Vehicle simulators address the issue of presenting the operator with a realistic training environment. The principal shortcoming of existing training systems, however, is that they do not provide realistic feedback for incremental learning. For example, in most known systems there are no means for instantaneously gauging one's progress against a prior use of the vehicle while it is in operation.
Video arcade games are another technology providing a certain degree of user feedback. Arcade games are typically placed in public areas such as arcade halls, theaters, airports and other such areas where the users can occupy time and entertain themselves by playing the game. Arcade games utilizing video displays have been around for some time now, beginning with the simplistic game of bouncing a ball across a line with paddles known as "Pong". However, with the passage of time, video arcade games have become ever more sophisticated and realistic.

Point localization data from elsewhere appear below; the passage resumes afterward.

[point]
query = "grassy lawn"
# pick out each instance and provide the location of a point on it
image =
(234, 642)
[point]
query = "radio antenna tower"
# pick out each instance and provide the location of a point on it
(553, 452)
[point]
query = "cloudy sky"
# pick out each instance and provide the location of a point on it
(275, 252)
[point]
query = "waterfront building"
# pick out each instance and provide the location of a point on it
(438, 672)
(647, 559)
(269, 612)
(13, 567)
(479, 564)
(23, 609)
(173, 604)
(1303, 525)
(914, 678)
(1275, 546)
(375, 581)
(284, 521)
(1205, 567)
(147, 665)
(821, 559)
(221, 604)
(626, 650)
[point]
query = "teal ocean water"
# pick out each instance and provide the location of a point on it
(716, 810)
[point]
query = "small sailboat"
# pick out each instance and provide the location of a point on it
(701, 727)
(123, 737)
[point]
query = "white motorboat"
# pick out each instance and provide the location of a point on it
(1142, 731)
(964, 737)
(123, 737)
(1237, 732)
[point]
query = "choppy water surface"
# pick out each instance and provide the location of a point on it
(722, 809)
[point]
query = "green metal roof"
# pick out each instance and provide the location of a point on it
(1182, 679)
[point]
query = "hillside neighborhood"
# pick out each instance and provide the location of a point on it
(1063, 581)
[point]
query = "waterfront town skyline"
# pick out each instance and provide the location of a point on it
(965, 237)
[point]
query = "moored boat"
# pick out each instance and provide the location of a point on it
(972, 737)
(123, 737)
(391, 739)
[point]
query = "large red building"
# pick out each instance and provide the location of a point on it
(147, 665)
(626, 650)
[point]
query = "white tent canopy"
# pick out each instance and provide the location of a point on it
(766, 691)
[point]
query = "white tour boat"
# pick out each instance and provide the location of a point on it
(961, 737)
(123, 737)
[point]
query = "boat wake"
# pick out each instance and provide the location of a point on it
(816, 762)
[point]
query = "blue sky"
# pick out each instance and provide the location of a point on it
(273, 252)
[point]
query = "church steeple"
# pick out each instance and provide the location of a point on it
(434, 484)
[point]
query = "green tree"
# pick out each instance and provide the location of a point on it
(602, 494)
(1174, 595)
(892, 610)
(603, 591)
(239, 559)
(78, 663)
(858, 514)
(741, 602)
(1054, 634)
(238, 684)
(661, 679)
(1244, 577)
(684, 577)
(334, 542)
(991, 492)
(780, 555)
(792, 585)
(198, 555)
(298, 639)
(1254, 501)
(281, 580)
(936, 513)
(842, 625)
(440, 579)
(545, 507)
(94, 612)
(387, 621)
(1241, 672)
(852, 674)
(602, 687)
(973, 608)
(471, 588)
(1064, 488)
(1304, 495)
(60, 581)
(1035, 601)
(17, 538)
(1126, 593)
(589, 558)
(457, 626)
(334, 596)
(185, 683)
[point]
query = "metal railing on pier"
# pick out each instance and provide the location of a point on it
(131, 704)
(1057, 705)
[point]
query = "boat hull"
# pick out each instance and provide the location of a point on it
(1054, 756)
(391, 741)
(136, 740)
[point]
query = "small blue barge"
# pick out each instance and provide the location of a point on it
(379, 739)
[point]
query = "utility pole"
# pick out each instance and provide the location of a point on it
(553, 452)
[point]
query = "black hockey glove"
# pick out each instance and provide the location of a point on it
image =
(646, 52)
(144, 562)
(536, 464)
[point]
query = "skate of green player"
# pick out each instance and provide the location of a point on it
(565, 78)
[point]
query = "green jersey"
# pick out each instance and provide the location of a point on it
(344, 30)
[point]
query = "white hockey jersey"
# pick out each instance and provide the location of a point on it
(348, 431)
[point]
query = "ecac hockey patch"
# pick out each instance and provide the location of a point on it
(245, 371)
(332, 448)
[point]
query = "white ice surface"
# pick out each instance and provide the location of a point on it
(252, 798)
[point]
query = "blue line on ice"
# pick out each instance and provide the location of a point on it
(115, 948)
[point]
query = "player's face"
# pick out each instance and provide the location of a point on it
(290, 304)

Because arcade games have housings which occupy limited space, the game computer equipment is subject to strict space constraints. In addition, the user's interest must be captured and maintained by the simulator, thus requiring that processing be accomplished in real-time. The competing space and time goals thus make the task of injecting realism into the games more difficult.

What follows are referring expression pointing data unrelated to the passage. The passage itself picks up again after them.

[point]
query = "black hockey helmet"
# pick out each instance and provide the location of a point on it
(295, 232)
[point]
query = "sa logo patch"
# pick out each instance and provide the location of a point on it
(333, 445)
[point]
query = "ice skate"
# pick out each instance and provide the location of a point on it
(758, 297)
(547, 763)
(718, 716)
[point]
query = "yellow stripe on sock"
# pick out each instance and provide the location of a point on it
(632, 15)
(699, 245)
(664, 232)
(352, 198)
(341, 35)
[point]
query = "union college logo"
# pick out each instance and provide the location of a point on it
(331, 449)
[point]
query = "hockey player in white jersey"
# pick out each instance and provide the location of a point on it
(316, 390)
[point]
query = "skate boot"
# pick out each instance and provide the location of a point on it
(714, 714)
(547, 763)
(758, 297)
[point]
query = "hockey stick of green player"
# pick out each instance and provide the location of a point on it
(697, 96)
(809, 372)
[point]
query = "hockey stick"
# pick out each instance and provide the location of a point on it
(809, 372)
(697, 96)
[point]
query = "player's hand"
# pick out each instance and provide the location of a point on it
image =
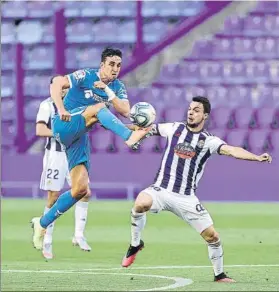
(265, 158)
(100, 84)
(65, 115)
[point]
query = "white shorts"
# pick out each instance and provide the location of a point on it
(55, 171)
(188, 208)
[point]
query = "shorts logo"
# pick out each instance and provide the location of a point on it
(184, 150)
(200, 143)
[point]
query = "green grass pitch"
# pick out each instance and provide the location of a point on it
(173, 253)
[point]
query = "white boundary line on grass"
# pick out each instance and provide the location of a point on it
(178, 282)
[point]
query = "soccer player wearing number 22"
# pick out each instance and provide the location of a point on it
(55, 172)
(85, 104)
(188, 148)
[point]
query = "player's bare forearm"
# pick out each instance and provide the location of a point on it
(42, 130)
(56, 90)
(240, 153)
(121, 106)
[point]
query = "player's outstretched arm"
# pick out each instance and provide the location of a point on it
(121, 105)
(240, 153)
(56, 92)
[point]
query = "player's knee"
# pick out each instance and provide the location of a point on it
(52, 198)
(210, 235)
(143, 203)
(79, 191)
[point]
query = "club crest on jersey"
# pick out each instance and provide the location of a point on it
(80, 74)
(184, 150)
(200, 143)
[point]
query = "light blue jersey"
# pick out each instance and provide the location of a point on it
(83, 93)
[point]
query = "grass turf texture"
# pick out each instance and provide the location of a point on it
(249, 232)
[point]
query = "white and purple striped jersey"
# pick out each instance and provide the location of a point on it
(46, 112)
(177, 173)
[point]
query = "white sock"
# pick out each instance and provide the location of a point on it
(138, 221)
(215, 252)
(80, 218)
(49, 230)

In many senses, the arcade game called "Hard Drivin'.TM.", manufactured and distributed by Atari Games Corp. of Milpitas, Calif., represents the state of the art in arcade game realism. The physical layout of the game includes clutch, brake and gas pedals, a gearshift and a steering wheel. The user, or driver, is provided feedback response from a video display having a three-dimensional graphical representation of the driving environment and from a speaker which generates realistic sounds of driving. A digital processor, comprising a number of microprocessors and a memory, is the interface between the user inputs and the feedback response.
Many current arcade games, including the one previously described, require that the user compete against some unknown "best" or "champion" player who has played the game at some point in the past. A player becomes a new champion by maximizing some metric or set of parameters and thereby displacing a previous champion. Besides; the noted issue of anonymity, in most of these arcade games the only indicia of the champion's skill level is a single numeric score. Hence, there is no indication of what moves, speeds, etc., the champion used to obtain the high score. A recording of a game would be most important if the user desired to improve his skill level as against someone having greater skill at playing the game such as the champion.

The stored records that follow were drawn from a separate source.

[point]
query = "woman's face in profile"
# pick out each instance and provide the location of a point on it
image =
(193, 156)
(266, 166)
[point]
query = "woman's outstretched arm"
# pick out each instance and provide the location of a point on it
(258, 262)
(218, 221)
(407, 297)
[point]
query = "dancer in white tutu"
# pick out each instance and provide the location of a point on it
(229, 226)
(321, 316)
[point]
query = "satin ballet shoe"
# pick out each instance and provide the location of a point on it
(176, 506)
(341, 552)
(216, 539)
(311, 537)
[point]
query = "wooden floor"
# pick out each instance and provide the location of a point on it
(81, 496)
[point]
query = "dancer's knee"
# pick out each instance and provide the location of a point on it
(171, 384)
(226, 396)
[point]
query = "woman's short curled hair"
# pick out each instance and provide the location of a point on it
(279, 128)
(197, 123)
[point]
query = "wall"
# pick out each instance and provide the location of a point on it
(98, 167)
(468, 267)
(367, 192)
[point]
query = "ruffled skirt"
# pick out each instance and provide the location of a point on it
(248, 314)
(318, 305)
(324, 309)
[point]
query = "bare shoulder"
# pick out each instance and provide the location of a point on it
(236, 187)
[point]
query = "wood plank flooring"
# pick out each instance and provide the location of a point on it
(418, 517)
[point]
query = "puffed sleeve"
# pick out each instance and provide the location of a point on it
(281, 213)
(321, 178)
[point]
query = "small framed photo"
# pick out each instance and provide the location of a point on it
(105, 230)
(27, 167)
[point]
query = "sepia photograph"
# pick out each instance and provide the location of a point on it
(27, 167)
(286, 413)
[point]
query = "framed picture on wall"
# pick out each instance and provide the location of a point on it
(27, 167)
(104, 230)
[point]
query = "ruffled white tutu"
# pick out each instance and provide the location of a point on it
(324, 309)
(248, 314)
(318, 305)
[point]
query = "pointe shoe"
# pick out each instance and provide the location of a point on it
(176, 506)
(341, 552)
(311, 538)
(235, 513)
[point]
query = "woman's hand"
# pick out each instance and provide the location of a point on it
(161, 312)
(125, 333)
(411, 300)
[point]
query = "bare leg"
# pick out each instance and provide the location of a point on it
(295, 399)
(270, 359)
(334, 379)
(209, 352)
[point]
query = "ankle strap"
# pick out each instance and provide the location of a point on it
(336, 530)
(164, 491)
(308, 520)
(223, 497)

Other systems have incorporated the device of connecting two arcade games together and having users compete against one another with full knowledge of Who they are competing against, their actions being coordinated and displayed simultaneously. In such multiple machine configurations, a serious disadvantage is that it is costly to the proprietor since the play area doubles and the cost of machines doubles for the given game. Furthermore, these games do not present an indication of what moves an individual player needs to improve if the competing player happens to be less skillful than his counterpart.
Consequently, a need exists for realistic vehicle simulators and arcade games to provide personalized feedback, wherein the feedback may be personalized by either the operator/user or by an instructor/champion.